Explicando tus hazañas a los hombres, la gloria y majestad de tu reinado. Tu reinado es un reinado perpetuo, tu gobierno va de edad en edad. R/.
El Señor es justo en todos sus caminos, es bondadoso en todas sus acciones; cerca está el Señor de los que lo invocan, de los que lo invocan sinceramente. R/.
Evangelio: Lc 10, 1-9
Lectura del santo evangelio según san Lucas
En aquel tiempo, designó el Señor otros setenta y dos y los mandó por delante, de dos en dos, a todos los pueblos y lugares adonde pensaba ir él.
Y les decía: «La mies es abundante y los obreros pocos; rueguen, pues, al dueño de la mies que mande obreros a su mies. ¡Pónganse en camino! Miren que los mando como corderos en medio de lobos. No lleven talega, ni alforja, ni sandalias; y no se detengan a saludar a nadie por el camino. Cuando entren en una casa, digan primero: "Paz a esta casa." Y si allí hay gente de paz, descansará sobre ellos su paz; si no, volverá a ustedes. Quédense en la misma casa, coman y beban de lo que tengan, porque el obrero merece su salario. No anden cambiando de casa. Si entran en un pueblo y los reciben bien, coman lo que les pongan, curen a los enfermos que haya, y digan: "Está cerca de ustedes el reino de Dios."»
Palabra del Señor
“El mundo necesita trabajadores para la viña del Señor” (Lc 10, 1-10)
San Lucas es amigo de san Pablo, a través de la predicación de Pablo se encontró con Cristo resucitado. Su pasión por Jesús es tan grande que no pudo dejar de investigar sobre la vida de Jesús y de sus primeros discípulos. Gracias a su curiosidad nos dejó como legado su Evangelio y los Hechos de los Apóstoles.
En todos sus relatos, la misericordia de Dios es una constante, la presencia del amor de Dios en todo lo que sucede. Realmente es bello poder descubrir en cada gesto de la vida de Jesús y de los apóstoles que todo está bañado por el amor de Dios.

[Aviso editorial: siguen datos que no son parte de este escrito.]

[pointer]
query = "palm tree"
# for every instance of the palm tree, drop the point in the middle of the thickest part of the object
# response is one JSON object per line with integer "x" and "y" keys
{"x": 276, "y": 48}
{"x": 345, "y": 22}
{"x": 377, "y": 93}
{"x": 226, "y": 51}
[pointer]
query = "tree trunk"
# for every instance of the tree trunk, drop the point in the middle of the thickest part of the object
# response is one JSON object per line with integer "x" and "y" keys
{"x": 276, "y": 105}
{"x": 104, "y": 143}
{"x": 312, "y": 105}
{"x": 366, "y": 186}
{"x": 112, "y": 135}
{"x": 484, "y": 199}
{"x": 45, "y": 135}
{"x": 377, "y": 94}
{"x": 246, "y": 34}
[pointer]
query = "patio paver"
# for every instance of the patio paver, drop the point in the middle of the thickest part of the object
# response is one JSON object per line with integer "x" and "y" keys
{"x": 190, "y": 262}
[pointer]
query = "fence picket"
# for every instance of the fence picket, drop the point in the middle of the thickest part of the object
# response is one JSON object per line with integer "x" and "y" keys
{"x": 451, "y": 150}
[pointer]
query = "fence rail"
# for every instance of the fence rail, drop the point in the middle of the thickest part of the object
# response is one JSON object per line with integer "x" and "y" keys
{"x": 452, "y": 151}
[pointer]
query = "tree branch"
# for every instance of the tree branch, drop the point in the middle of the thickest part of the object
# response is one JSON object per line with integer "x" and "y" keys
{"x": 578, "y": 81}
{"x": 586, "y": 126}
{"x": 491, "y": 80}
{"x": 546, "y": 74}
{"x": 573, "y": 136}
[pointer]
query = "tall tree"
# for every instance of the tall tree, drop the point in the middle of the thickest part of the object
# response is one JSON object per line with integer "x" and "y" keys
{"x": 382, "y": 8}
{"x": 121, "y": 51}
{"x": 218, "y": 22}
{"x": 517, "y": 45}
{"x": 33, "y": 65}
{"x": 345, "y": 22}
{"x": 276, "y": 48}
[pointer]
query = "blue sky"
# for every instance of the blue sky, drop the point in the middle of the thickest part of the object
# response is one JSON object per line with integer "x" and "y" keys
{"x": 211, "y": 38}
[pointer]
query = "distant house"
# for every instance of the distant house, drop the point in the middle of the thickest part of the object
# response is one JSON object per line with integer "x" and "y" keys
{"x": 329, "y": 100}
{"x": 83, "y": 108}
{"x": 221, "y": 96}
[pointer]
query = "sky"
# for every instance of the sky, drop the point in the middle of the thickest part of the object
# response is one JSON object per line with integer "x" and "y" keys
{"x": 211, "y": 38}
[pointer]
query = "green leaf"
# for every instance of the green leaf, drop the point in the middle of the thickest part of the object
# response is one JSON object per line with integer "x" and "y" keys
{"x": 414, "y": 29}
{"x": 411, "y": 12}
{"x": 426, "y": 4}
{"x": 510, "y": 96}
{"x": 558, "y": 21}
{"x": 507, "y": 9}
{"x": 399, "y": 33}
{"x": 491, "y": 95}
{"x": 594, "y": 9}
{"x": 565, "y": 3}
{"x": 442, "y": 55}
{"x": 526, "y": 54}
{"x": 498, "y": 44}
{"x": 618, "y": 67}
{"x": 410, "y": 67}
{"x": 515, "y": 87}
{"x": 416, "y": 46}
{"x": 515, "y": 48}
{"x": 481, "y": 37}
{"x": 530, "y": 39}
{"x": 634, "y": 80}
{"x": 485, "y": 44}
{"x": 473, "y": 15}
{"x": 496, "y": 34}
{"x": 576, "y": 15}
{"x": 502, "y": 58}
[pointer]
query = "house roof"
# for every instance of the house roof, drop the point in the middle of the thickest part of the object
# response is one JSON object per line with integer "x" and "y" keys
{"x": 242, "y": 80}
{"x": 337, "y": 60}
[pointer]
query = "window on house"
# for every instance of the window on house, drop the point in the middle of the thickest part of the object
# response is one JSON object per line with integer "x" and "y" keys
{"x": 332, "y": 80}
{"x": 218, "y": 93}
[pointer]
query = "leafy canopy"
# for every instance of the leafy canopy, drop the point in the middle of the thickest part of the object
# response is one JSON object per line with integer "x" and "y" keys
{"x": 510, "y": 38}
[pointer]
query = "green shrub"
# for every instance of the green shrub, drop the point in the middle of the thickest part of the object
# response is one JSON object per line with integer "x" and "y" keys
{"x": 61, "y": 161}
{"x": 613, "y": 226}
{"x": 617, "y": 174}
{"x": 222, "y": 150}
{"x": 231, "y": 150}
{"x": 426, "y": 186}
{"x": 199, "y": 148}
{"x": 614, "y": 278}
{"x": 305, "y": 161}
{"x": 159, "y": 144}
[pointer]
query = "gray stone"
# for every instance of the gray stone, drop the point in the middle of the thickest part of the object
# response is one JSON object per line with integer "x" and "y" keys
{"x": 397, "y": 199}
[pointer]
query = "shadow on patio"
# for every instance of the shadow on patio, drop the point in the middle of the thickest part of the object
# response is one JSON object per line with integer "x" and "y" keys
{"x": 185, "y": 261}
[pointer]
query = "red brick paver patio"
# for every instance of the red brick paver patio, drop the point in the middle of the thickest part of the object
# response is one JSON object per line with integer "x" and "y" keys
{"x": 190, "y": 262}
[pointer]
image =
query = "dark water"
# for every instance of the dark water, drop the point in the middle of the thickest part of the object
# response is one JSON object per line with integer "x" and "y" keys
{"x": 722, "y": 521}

El Evangelio que nos predica Lucas es para todos nosotros un bálsamo de ternura; cercano a los pobres, a los pecadores, a los más indefensos. Nos enseña que estamos llamados a eso mismo: estar cerca de los más necesitados, viviendo la opción preferencial por los pobres.
En esta fiesta de san Lucas, en el contexto de este mes misionero, le pedimos al Señor estar siempre cerca del Señor y de los demás, viviendo la ternura de Dios que hemos recibido de Él.

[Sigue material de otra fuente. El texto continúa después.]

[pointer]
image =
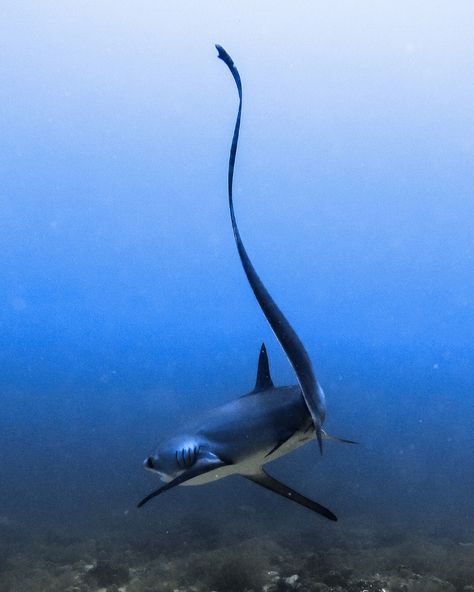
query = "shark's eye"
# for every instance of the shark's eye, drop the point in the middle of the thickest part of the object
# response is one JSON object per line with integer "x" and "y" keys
{"x": 186, "y": 457}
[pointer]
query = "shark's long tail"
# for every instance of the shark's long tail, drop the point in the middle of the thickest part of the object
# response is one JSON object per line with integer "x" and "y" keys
{"x": 284, "y": 332}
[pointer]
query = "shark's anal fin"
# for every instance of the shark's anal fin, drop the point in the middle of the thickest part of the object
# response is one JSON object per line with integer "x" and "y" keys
{"x": 195, "y": 471}
{"x": 264, "y": 380}
{"x": 284, "y": 332}
{"x": 269, "y": 482}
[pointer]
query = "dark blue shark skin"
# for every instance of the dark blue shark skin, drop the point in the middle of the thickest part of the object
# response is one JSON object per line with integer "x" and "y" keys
{"x": 241, "y": 436}
{"x": 252, "y": 425}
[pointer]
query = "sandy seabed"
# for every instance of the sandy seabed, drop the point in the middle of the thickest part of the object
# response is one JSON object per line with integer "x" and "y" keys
{"x": 349, "y": 559}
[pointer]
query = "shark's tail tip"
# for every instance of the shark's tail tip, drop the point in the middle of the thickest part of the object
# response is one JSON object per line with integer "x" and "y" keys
{"x": 223, "y": 55}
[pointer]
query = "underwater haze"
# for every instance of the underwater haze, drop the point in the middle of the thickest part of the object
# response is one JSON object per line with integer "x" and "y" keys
{"x": 125, "y": 311}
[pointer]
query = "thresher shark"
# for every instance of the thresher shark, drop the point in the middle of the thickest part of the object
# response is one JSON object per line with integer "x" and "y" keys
{"x": 240, "y": 437}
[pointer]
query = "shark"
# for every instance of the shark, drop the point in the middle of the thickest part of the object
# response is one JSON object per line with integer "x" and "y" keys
{"x": 241, "y": 436}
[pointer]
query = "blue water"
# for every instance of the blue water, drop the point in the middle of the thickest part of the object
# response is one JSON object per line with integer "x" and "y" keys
{"x": 124, "y": 308}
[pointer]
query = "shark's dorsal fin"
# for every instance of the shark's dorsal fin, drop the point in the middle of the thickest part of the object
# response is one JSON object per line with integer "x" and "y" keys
{"x": 264, "y": 380}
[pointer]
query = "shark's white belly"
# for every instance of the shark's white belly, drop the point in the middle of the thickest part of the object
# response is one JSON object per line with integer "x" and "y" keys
{"x": 251, "y": 465}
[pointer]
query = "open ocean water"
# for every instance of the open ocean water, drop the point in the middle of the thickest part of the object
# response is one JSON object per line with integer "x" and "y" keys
{"x": 125, "y": 311}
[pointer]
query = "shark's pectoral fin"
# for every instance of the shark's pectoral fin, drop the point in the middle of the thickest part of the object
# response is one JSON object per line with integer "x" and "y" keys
{"x": 265, "y": 480}
{"x": 209, "y": 463}
{"x": 332, "y": 438}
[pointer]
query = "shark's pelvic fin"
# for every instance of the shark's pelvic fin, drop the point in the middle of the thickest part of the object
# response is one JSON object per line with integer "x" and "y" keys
{"x": 264, "y": 380}
{"x": 284, "y": 332}
{"x": 265, "y": 480}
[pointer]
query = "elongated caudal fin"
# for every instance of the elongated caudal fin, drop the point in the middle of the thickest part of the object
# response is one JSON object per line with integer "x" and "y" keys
{"x": 284, "y": 332}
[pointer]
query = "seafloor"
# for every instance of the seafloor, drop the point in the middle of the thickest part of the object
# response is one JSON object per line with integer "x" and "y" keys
{"x": 345, "y": 558}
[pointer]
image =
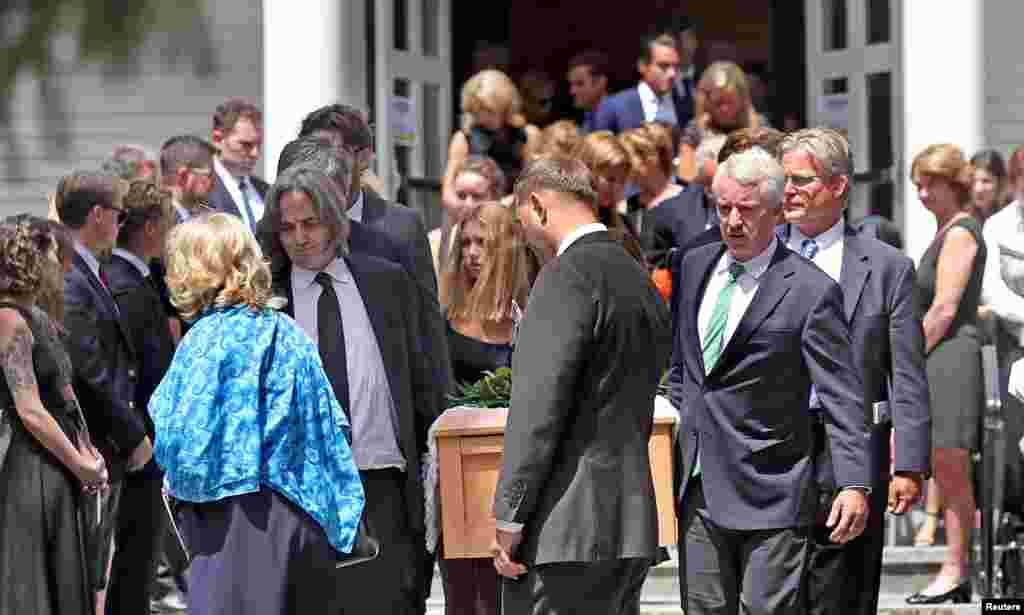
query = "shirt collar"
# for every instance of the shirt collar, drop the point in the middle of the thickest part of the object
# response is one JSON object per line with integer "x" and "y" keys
{"x": 580, "y": 231}
{"x": 646, "y": 93}
{"x": 337, "y": 269}
{"x": 355, "y": 212}
{"x": 134, "y": 260}
{"x": 225, "y": 175}
{"x": 88, "y": 257}
{"x": 754, "y": 267}
{"x": 824, "y": 240}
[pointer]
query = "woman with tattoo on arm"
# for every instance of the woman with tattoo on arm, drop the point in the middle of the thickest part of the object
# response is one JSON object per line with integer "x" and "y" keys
{"x": 47, "y": 459}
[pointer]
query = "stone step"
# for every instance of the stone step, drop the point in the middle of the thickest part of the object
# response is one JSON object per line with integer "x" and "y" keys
{"x": 905, "y": 570}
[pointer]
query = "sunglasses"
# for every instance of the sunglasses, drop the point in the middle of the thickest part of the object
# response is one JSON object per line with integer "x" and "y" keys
{"x": 122, "y": 215}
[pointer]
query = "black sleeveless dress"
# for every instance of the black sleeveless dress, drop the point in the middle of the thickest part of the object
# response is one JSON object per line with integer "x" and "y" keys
{"x": 954, "y": 375}
{"x": 42, "y": 561}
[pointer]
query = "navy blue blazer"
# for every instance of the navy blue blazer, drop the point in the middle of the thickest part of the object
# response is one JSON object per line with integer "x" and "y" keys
{"x": 406, "y": 228}
{"x": 889, "y": 347}
{"x": 749, "y": 415}
{"x": 104, "y": 363}
{"x": 620, "y": 113}
{"x": 393, "y": 305}
{"x": 144, "y": 317}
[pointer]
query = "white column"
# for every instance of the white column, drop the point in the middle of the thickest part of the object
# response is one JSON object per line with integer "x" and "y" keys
{"x": 943, "y": 94}
{"x": 313, "y": 54}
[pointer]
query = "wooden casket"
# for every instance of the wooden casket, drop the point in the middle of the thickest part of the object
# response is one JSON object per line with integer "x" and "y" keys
{"x": 469, "y": 455}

“Rueguen al dueño de la mies que envíe trabajadores a su mies”. Oramos para que haya muchos misioneros como san Lucas, trabajadores para la viña del Señor, fieles, misericordiosos, compasivos. ¡El mundo necesita trabajadores para la viña del Señor!
Quizá el Señor hoy te está llamando a un servicio más intenso, más profundo. En la presencia de Dios, será bueno que se lo preguntemos; piensa que el Señor no quiere hacernos la vida mala, sino siempre buena y llena de su amor, gozo y misericordia.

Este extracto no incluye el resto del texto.